Growth kinetics and morphological characteristics of human tumor HepG2 cells trnsnfected with the pcDNA3.1, pcDNA3.1- rps4 (negative control), or pcDNA3.1- mrp4 vector construct. (A) Efficiency of vector transfection into HepG2 cells. At 24 and 48 hrs after transfection of the pcDNA3.1 (Mock) or pcDNA3.1-gfp (inserted instead of rps4), phase-contract (PC) and fluorescence (GFP) micrographs were taken to evaluate the efficiency of vector transfection. It is manifest that a considerable number of cells are strongly stained with GFP. Bar, 20 μm. (B) After the vector transfection, HepG2 cells transfected by the pcDNA3.1 (Mock) or pcDNA3.1-rps4 (negative control) continue to increase their cell number in growth medium.
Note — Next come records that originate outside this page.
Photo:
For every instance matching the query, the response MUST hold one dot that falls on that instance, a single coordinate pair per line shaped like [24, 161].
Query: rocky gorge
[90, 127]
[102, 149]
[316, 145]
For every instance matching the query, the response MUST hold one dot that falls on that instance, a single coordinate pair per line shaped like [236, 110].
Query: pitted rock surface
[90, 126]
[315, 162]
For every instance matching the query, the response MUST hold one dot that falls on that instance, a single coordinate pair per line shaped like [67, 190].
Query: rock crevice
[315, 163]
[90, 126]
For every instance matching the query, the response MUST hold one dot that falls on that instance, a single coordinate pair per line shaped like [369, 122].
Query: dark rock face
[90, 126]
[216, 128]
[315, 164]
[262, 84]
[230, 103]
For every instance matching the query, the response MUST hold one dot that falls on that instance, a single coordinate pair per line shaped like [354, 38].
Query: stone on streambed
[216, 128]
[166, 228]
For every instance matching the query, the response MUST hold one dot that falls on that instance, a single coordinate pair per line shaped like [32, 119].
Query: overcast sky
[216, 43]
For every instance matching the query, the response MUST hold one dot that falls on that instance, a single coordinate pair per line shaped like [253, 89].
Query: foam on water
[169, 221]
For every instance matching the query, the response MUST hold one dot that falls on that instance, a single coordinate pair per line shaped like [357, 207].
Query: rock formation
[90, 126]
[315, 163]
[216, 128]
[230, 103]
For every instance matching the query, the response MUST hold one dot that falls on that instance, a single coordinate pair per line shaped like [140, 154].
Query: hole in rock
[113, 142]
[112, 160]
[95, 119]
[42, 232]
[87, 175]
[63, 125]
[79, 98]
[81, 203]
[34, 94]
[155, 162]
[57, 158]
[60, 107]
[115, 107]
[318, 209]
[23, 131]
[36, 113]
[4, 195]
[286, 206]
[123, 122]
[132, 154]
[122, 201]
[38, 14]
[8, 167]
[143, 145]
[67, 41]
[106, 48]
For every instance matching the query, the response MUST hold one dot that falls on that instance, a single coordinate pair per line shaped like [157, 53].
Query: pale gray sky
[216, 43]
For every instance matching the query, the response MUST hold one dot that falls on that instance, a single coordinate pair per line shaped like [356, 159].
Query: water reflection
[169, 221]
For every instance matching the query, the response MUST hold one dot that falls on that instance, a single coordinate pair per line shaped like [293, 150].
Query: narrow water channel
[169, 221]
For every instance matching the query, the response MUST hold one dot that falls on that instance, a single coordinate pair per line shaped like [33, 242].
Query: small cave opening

In the case of HepG2 cells transfected by the pcDNA3.1-mrp4, increase in the cell number is significantly suppressed during the first 48 hrs of incubation. However, once the decreased number of cells begins to increase during 48-72 hrs after transfection. The results represent the mean±SD in three independent experiments. (C) TUNEL assay. HepG2 cells transfected with the pcDNA3.1 (Mock), pcDNA3.1- rps4, or pcDNA3.1-mrp4 were incubated for 48 hrs and subjected to a TUNEL assay, as described in Methods. From morphological assessment of apoptosis detected by FITC-staining (FITC) and phase-contrast (PC) images of the same field, it is evident that HepG2 cells transfected with the pcDNA3.1 (Mock) or pcDNA3.1- rps4 are not stained with the FIFC-conjugated antibody, but that HepG2 cells ectopically expressing the pcDNA3.1-mrp4 are strongly stained with the antibody. As shown in the most-right column, when HepG2 cells transfected with the pcDNA3.1 (Mock) was pretreated with DNase-I, they were stained with the FITC-conjugated antibody because of DNA fragmentation as observed in the process of apoptosis. Bar, 50 μm.